Today, DeVos is the country’s top education official who no longer has to be careful about pushing her school reform vision. She is supportive of efforts by a conservative, pro-business group known as ALEC, or the American Legislative Exchange Council, to create model legislation for school vouchers and similar programs for states to pass in their legislatures. She spoke admiringly of ALEC at the group’s annual convention in July and took on the philosophy of conservative British Prime Minister Margaret “Iron Lady” Thatcher as her own, saying that there is no “such thing as society,” an attack on social and other government programs. The support of a U.S. education secretary, even an unpopular one, for such thinking emboldens like-minded state legislators and lobbyists to push the agenda.

......................

DeVos and Trump have advanced a pro-school-choice 2018 budget, which seeks broad funding cuts while pushing proposals to spend about $400 million to expand charter schools and vouchers for private and religious schools and an additional $1 billion to push public schools to adopt choice-friendly policies.
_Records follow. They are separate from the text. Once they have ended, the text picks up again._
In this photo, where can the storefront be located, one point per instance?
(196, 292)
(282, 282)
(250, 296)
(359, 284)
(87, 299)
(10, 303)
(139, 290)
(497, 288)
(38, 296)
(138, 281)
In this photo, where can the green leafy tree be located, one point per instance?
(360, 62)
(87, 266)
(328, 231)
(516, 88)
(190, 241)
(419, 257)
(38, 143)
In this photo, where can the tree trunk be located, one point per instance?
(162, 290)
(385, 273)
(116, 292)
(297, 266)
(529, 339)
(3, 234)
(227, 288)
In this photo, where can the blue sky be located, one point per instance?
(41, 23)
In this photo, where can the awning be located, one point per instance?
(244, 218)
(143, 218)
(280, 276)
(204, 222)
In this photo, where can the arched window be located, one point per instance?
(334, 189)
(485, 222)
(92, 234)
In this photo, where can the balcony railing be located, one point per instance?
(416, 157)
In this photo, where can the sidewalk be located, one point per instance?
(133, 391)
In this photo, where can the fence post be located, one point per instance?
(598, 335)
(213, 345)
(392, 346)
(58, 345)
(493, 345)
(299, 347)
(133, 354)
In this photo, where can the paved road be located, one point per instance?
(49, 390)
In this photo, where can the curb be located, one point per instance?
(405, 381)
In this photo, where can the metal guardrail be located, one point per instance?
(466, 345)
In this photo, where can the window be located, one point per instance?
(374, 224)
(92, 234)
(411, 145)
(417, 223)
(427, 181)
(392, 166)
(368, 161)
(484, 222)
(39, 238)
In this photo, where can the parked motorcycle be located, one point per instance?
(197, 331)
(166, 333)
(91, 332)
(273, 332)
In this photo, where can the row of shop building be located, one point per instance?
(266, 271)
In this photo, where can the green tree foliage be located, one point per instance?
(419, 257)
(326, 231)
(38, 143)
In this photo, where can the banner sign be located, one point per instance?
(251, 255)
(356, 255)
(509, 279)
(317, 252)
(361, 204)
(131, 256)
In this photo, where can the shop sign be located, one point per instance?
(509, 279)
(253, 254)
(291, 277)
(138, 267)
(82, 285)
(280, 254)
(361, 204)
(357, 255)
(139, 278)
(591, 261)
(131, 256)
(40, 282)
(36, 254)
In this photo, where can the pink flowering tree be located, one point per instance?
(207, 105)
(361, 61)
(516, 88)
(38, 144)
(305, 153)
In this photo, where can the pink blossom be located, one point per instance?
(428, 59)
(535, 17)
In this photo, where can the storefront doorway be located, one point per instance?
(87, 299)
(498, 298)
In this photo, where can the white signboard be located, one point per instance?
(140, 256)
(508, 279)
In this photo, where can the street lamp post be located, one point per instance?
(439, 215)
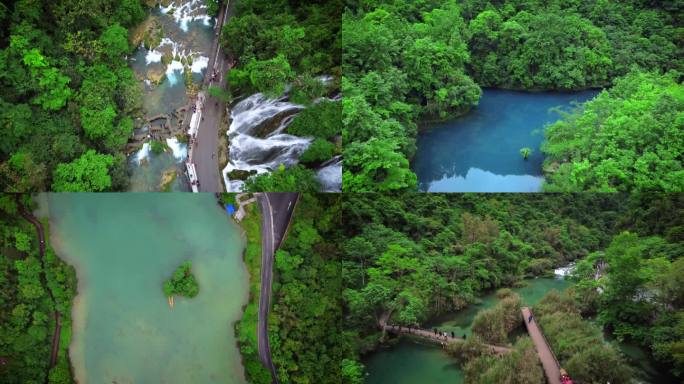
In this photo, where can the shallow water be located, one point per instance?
(123, 247)
(480, 152)
(412, 361)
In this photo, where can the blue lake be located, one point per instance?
(480, 152)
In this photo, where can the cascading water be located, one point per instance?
(185, 37)
(248, 152)
(330, 175)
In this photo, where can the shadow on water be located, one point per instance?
(411, 361)
(480, 152)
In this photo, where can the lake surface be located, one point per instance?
(412, 361)
(123, 247)
(480, 152)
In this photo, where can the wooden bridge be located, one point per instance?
(548, 359)
(546, 356)
(438, 337)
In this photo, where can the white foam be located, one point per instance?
(263, 155)
(187, 12)
(174, 71)
(143, 153)
(199, 63)
(153, 56)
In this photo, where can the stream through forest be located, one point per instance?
(123, 247)
(180, 35)
(480, 152)
(412, 361)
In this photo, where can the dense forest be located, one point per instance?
(67, 94)
(32, 290)
(420, 255)
(305, 323)
(408, 63)
(290, 47)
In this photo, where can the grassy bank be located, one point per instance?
(62, 281)
(246, 329)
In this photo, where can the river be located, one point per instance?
(123, 247)
(411, 361)
(480, 152)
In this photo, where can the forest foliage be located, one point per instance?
(292, 48)
(416, 256)
(68, 94)
(182, 282)
(305, 323)
(628, 138)
(409, 63)
(27, 285)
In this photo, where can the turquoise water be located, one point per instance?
(412, 361)
(480, 152)
(123, 247)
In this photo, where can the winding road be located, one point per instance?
(41, 237)
(276, 211)
(205, 153)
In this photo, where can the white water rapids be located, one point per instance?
(250, 153)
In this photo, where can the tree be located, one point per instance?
(88, 173)
(114, 41)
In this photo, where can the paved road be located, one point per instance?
(546, 356)
(432, 336)
(41, 238)
(205, 155)
(276, 211)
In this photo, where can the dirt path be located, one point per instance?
(41, 237)
(546, 356)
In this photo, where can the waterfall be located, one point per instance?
(251, 153)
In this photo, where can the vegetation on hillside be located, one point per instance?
(628, 138)
(246, 329)
(307, 342)
(67, 95)
(406, 63)
(182, 283)
(419, 255)
(287, 47)
(26, 308)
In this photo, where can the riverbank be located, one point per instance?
(62, 280)
(126, 332)
(246, 328)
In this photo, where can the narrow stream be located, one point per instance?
(123, 247)
(480, 152)
(185, 41)
(257, 141)
(413, 361)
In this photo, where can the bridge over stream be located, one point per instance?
(547, 358)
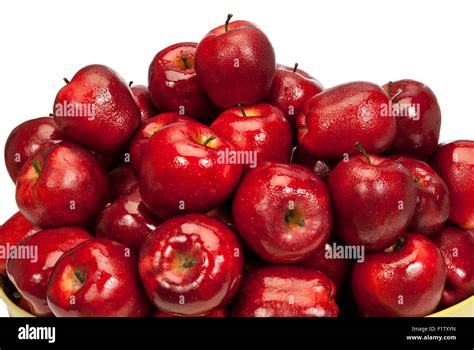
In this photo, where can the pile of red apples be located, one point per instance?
(235, 186)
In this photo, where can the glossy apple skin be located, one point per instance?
(146, 131)
(212, 279)
(219, 313)
(417, 138)
(333, 120)
(290, 90)
(454, 162)
(142, 97)
(432, 196)
(285, 291)
(177, 168)
(127, 221)
(338, 270)
(366, 201)
(12, 232)
(122, 180)
(457, 247)
(236, 66)
(264, 130)
(262, 202)
(101, 88)
(111, 286)
(175, 88)
(25, 139)
(404, 283)
(321, 168)
(68, 173)
(31, 277)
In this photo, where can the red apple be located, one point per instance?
(373, 199)
(405, 281)
(127, 221)
(98, 278)
(285, 291)
(235, 63)
(146, 131)
(259, 132)
(11, 233)
(454, 162)
(62, 185)
(290, 90)
(283, 212)
(457, 247)
(191, 265)
(122, 179)
(174, 85)
(326, 260)
(96, 109)
(184, 170)
(142, 97)
(418, 117)
(30, 274)
(25, 139)
(219, 313)
(333, 120)
(432, 197)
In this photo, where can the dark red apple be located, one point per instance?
(184, 169)
(219, 313)
(25, 139)
(326, 260)
(333, 120)
(418, 116)
(30, 274)
(432, 197)
(404, 281)
(62, 185)
(290, 90)
(454, 162)
(259, 133)
(11, 233)
(98, 278)
(127, 221)
(373, 199)
(286, 291)
(122, 179)
(146, 131)
(457, 247)
(96, 109)
(235, 63)
(283, 212)
(174, 85)
(142, 97)
(191, 265)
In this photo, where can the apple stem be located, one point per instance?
(292, 219)
(35, 164)
(79, 275)
(242, 110)
(363, 151)
(226, 26)
(185, 62)
(389, 90)
(188, 263)
(209, 140)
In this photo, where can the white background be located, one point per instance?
(336, 41)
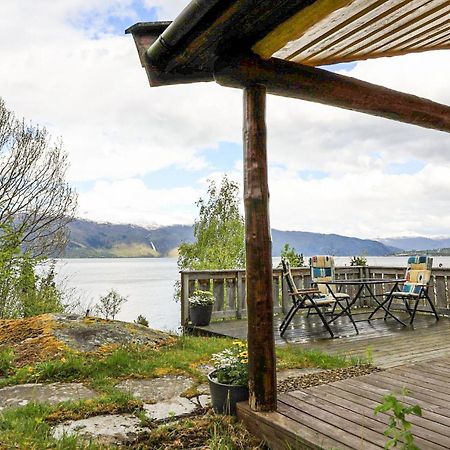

It is also thought that they will push a federally funded tax credit program during any overhaul of the tax code.

Legislators have made clear that many of the proposed cuts won’t stand, especially in higher education. They don’t appear keen on approving money for a new voucher program, though a federal education tax credit program has some, though not overwhelming, support in Congress, and it could be slipped into a tax-overhaul bill.



https://www.washingtonpost.com/news/ans ... 13ed34549c

Just on the issue of free schools, they have already been seen to fail in education. Even Sweden has fallen foul to this

https://www.newstatesman.com/politics/e ... re-failing

and in England

Tens of millions wasted on free schools that closed or never opened amid 'unprecedented' funding crisis


http://www.independent.co.uk/news/educa ... 85256.html

Never mind all the rest.

So looks like the Republicans are working hard to get the Democrats in.